In recent years two cerebrospinal fluid (CSF) biochemical markers have emerged. Increased levels of CSF-tau and decreased CSF levels of Aβ_42, are good markers for AD [16]. Direct measurements of Aβ isoforms in postmortem brain tissue of patients dying with presenilin1-linked familial form of AD, also show marked increases in the amount of Aβ₄₂ compared to control brain tissue and to brain tissue from subjects with sporadic AD [17]. In the recent Consensus Report of the Working Group on ‘Molecular and Biochemical Markers of Alzheimer’s Disease’, it was recognized that although many molecular and biochemical markers for AD have been proposed, none has achieved universal acceptance or, for that matter, met the proposed criteria for an ideal biomarker [18].

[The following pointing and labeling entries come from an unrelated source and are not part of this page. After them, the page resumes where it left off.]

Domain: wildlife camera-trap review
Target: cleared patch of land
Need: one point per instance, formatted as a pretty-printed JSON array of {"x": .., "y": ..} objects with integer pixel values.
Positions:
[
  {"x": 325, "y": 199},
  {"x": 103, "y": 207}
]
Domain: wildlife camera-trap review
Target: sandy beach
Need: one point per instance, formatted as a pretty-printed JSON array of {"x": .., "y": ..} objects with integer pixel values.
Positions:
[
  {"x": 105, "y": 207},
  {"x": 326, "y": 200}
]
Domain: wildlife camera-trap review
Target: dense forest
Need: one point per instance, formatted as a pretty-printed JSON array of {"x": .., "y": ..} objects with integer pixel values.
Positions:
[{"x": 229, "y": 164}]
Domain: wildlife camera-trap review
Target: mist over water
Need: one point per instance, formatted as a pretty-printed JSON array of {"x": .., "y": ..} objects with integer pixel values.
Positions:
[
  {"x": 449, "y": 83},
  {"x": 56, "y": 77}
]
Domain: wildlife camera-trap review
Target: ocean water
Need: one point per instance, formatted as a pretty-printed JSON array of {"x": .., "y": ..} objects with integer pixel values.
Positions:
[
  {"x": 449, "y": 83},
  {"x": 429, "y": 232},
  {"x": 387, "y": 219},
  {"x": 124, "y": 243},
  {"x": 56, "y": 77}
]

Given the tremendous interest on proteases in the development of Alzheimer’s disease [14] and the recent demonstration of highly expressed levels of hK6 in various parts of human brain [7], we set out to develop an immunoassay and to examine and compare the levels of this protease in brain tissue of Alzheimer’s disease patients and nonaffected controls. We hypothesize that hK6 and other serine proteases of the kallikrein family may play a role in the development and progression of Alzheimer’s disease.